A redação final da Resolução CFC 950/93 assim dizia, no caput do seu art. 9º:
O Princípio da Competência determina que os efeitos das transações e outros eventos sejam reconhecidos nos períodos a que se referem, independentemente do recebimento ou pagamento.
Infelizmente esta Resolução centralizando os princípios contábeis foi revogada a partir de 2017 pelo Conselho Federal de Contabilidade. Eu não vou entrar aqui no mérito de se essa revogação foi boa ou se foi um desserviço à clareza desses princípios, mas para fins didáticos eu continuo usando ela. Isso porque a sua redação é extremamente clara, direta e transparente.

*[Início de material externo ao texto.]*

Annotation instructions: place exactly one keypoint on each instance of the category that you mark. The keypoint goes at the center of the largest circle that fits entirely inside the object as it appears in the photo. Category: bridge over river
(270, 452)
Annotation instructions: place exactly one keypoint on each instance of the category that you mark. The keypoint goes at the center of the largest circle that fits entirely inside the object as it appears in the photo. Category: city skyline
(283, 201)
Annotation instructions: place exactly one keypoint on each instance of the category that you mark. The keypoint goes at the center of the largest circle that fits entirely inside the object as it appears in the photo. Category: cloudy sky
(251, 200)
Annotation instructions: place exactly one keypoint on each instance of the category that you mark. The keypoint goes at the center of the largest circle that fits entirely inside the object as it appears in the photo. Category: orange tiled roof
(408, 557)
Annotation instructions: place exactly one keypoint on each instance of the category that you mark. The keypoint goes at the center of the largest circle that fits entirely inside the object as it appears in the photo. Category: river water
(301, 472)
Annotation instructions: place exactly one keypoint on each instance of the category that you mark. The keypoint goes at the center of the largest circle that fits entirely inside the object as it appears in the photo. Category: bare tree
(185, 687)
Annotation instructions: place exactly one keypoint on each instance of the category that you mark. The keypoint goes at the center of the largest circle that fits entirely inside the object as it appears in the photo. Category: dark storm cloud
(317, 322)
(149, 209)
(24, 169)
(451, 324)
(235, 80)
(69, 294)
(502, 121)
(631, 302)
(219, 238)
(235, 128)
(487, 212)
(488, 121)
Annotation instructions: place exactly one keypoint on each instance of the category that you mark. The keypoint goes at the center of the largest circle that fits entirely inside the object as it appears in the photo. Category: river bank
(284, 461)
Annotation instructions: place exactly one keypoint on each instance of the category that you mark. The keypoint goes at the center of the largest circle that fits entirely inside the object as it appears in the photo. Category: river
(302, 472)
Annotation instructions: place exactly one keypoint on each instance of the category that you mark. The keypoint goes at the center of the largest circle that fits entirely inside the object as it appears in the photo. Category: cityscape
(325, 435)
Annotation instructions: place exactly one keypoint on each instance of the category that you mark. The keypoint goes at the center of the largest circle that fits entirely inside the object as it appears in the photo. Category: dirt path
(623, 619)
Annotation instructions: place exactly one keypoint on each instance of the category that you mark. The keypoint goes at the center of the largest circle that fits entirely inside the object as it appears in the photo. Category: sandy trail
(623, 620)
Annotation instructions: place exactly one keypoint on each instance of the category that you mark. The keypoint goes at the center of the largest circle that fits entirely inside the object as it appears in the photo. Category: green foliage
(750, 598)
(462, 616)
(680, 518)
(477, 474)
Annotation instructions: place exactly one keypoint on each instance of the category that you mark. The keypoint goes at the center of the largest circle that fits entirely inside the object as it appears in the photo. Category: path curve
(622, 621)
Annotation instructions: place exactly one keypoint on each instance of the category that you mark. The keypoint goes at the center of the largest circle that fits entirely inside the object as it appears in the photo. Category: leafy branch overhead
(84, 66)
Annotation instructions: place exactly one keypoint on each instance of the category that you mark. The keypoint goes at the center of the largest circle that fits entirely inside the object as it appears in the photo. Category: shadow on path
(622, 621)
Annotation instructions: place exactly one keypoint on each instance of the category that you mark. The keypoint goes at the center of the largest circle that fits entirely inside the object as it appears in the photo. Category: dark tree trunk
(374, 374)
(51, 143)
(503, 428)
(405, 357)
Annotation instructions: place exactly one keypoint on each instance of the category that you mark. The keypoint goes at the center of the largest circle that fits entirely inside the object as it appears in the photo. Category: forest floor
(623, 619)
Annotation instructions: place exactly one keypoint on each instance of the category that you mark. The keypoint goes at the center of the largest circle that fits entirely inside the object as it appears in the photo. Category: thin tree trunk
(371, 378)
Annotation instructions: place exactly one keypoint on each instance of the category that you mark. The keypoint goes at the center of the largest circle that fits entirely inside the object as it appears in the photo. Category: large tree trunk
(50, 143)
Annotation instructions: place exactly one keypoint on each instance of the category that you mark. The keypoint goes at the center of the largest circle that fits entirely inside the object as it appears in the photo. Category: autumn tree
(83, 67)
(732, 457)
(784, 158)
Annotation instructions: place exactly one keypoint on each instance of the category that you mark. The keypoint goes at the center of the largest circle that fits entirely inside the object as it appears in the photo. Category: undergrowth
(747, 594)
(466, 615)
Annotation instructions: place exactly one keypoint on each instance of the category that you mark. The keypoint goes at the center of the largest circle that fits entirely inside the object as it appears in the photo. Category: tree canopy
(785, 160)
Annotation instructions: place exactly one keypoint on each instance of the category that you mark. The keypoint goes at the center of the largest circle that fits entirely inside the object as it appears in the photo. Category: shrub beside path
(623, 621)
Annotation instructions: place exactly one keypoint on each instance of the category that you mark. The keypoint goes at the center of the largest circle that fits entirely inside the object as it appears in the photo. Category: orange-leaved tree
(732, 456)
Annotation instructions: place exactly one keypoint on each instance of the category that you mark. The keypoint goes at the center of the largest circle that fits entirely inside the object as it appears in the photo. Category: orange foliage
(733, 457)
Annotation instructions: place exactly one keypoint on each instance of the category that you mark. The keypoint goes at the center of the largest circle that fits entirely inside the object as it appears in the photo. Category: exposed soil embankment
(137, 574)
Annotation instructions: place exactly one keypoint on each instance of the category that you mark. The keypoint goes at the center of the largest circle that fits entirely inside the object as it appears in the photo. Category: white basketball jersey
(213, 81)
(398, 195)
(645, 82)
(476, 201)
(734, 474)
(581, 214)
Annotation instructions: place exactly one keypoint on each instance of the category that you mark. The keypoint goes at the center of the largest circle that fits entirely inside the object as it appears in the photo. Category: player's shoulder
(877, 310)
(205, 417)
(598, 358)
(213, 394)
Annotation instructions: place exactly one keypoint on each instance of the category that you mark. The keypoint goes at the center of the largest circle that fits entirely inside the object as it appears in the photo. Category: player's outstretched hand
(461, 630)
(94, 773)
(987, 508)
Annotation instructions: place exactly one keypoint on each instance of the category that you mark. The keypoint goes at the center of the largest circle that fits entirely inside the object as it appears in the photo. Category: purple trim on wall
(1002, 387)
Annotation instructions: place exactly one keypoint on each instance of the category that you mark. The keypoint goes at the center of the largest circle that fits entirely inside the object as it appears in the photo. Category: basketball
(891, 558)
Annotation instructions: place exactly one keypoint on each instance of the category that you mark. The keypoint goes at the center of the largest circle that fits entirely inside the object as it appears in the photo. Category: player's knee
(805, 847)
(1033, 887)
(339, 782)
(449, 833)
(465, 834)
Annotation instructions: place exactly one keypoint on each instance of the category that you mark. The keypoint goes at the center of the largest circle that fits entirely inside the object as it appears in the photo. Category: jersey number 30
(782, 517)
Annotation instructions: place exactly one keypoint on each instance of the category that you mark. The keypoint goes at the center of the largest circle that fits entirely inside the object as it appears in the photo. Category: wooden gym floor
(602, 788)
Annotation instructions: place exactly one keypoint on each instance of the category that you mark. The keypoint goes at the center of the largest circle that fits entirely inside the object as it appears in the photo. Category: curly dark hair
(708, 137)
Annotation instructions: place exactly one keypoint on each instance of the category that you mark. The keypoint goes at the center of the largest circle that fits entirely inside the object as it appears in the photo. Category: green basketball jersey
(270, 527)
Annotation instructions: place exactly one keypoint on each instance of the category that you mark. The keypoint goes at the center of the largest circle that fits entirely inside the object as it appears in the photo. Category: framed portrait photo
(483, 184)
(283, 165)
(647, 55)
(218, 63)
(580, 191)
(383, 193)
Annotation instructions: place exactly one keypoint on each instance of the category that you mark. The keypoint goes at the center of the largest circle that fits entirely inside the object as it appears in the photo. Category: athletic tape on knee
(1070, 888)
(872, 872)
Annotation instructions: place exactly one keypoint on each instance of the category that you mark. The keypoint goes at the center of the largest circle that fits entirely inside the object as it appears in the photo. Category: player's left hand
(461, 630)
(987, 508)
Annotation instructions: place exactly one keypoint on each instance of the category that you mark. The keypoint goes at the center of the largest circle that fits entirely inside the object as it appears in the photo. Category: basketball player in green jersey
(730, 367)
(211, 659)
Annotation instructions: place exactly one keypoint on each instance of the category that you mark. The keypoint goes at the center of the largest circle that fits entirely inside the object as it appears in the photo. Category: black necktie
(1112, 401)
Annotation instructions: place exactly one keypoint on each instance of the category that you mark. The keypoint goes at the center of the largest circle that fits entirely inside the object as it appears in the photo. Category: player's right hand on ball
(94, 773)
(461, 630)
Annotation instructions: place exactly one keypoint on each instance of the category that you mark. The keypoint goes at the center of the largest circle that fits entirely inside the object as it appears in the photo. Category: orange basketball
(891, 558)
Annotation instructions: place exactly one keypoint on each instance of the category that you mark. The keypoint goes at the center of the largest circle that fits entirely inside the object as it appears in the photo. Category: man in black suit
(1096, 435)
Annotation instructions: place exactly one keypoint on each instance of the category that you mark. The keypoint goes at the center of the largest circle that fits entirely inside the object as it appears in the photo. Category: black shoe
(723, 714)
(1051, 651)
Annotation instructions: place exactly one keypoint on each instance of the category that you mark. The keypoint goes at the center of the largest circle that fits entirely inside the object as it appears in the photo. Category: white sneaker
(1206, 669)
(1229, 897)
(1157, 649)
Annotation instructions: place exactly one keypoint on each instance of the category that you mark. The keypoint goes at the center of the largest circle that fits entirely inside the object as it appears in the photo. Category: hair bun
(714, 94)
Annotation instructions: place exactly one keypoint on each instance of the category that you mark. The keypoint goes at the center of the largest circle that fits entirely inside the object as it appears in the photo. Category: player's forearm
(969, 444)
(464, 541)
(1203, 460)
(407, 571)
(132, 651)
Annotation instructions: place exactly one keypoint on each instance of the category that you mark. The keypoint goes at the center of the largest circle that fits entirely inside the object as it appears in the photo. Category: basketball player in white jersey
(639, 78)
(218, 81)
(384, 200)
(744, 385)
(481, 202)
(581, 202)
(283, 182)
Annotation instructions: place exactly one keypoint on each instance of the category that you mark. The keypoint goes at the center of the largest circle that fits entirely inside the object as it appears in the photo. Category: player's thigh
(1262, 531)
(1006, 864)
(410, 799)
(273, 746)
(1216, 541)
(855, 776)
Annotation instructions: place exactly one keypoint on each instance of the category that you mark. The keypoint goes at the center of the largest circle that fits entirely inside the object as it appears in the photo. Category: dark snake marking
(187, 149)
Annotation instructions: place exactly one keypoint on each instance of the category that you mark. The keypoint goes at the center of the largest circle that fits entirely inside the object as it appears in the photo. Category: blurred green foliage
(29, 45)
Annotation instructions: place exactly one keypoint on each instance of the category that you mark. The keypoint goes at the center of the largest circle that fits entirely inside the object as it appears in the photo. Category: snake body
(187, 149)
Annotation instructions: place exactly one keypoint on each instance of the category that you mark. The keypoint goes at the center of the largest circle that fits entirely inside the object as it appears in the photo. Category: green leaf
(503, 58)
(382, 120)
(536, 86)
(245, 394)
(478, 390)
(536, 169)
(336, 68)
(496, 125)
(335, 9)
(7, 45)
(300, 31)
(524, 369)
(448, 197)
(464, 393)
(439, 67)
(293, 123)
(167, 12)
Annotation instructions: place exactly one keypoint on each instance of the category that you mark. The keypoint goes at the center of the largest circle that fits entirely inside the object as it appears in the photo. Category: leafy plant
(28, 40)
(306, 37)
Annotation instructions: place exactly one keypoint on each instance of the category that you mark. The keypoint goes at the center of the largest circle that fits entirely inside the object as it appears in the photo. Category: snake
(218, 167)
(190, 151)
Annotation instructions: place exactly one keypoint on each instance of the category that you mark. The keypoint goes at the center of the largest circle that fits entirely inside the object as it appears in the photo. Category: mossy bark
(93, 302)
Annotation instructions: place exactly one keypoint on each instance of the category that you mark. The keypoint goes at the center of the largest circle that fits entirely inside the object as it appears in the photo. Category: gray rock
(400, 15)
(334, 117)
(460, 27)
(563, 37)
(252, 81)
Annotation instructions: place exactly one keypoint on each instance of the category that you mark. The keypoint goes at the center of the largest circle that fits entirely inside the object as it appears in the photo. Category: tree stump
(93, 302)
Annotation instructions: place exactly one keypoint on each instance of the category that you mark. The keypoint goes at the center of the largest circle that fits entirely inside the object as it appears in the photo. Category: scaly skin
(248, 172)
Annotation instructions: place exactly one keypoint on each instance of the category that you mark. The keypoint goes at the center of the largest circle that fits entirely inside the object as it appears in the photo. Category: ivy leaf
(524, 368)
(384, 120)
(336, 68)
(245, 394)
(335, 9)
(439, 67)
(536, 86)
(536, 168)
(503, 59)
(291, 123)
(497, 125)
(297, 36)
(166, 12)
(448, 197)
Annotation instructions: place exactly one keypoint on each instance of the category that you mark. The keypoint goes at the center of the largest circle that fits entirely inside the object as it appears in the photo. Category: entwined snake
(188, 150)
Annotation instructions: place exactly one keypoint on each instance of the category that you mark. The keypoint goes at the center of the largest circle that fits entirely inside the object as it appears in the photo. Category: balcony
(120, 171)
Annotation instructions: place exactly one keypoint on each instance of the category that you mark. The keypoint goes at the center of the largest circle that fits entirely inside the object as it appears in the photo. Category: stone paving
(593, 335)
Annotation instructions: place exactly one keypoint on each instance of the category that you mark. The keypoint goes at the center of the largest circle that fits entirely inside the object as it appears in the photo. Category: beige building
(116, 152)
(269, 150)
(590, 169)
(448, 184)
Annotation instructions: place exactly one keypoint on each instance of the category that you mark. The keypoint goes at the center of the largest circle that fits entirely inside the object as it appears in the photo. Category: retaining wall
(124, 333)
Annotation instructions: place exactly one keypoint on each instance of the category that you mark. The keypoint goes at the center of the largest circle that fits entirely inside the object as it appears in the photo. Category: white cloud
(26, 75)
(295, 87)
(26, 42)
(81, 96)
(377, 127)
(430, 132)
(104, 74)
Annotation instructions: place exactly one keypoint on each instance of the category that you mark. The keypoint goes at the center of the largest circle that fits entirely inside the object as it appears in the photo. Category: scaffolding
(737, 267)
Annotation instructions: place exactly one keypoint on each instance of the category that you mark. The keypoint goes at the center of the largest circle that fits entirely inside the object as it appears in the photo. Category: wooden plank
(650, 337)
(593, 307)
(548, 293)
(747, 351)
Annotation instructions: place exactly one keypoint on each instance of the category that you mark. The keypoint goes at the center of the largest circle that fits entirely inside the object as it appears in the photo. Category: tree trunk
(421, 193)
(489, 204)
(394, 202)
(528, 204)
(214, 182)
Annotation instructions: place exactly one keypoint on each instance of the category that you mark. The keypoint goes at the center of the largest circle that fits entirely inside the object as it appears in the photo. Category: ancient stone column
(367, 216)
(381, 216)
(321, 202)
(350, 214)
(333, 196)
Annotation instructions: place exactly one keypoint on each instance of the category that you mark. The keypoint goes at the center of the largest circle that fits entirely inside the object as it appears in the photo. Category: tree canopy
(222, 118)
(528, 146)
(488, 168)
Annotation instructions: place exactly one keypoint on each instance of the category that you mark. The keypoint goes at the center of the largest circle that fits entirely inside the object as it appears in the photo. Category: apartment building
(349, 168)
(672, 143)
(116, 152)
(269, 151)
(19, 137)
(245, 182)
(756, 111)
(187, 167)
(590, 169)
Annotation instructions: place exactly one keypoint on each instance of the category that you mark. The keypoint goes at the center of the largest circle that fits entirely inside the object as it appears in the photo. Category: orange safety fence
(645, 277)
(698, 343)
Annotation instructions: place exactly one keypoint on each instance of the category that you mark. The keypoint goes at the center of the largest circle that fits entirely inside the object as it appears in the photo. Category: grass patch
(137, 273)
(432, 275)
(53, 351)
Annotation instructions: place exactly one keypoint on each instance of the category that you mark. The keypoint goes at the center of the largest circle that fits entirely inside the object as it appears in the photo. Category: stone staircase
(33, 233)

Note, a receita deve ser reconhecida quando auferida, independente do recebimento. Isso significa que ao prestar o serviço, ao auferir os juros, ao vender a coisa, ao auferir o aluguel, você deve reconhecer essa receita, mesmo que o recebimento seja previsto para data futura.
Ao mesmo tempo, o princípio da competência diz que a despesa deve ser reconhecida quando incorrida, independente do pagamento. Isso significa que ao comprar a coisa, ao ter um serviço tomado, ao incorrer com juros, ao ter uma despesa, você deve reconhecer tais despesas ainda que o pagamento disso só ocorra bem mais pra frente.
Se você está de braços cruzados e torcendo o nariz para eu usar uma Resolução revogada, eu vou atender você. E não me entenda mal, isso é importante, afinal a Resolução CFC 750/93 é ótima para fins didáticos, mas não pode ser oficialmente usada como base legal. Para isso, veja o item 1.17 do CPC 00, que trata da Estrutura Conceitual. É uma redação muito menos direta, mais enrolada, mas tem o mesmo propósito.
Ah, Caio… mas isso todo mundo sabe. Será mesmo? Aí é o princípio do erro.
Princípio da competência
Todos colocam essa célebre frase do princípio da competência em suas notas explicativas. Até naquelas mais sem vergonha, feitas a partir de copia/cola de modelinho tirado do google. O problema é que poucos efetivamente aplicam. E eu vou dar alguns exemplos claros disso. Responda com sinceridade:
Quando a empresa tributa pelo regime de caixa, você contabiliza a receita no mês em que presta o serviço ou no mês em que ele recebe?
Ao prestar o serviço (ou efetuar a venda), a receita é auferida pela transferência de controle do bem vendido, ou pela realização do serviço que foi combinado (cumprindo a obrigação de performance, pra quem é tarado em contabilês). Se você só reconhece a receita quando recebida, você está escriturando errado, em desacordo com o princípio da competência.
Quando a empresa tem um débito em atraso, você contabiliza as multas e juros de mora mês a mês ou só no mês em que ocorre o pagamento?
As multas e juros de mora são despesas financeiras que incorrem ao longo do tempo. As multas, diariamente, em regra 0,33% ao dia. Os juros, mensalmente, em regra pela Selic (mais 1% pelo mês do pagamento). Se você só reconhece essas despesas no mês do pagamento, está escriturando errado, praticamente fazendo Luca Pacioli se revirar no caixão.
Quando a empresa tem um crédito tributário de pagamento indevido ou a maior, por exemplo, você contabiliza as receitas de valoração pela Selic mês a mês ou só no mês em que faz a restituição/compensação?
A valoração pela Selic é um exemplo clássico de receita financeira, ou seja, o dinheiro ao longo do tempo. Ela é auferida mensalmente, em regra pela Selic. Se você só reconhece essa receita no mês em que usa o crédito tributário, está escriturando completamente errado, inclusive postergando indevidamente uma receita financeira… que dependendo do seu regime, deve ser tributada.
Erros contábeis
Se você faz tudo isso direito, meus parabéns! Pode-se considerar uma exceção à regra no mercado contábil atual. Mas se você comete esses deslizes, eu quero te dizer que tá tudo bem. Não que errar esteja tudo bem, mas que é um erro muito frequente, você não deve se sentir o “cocô do cavalo do bandido” por conta disso. O que eu lhe sugiro é parar um instante e pensar o seguinte.
Agora você já sabe. Uma vez que viu, não dá pra desver. Então cabe a você decidir o que fazer em relação a isso. Continuar levando o erro adiante ou usar isso para melhorar? Se você está no segundo grupo, que deseja melhorar, conte comigo. Bora crescer juntos!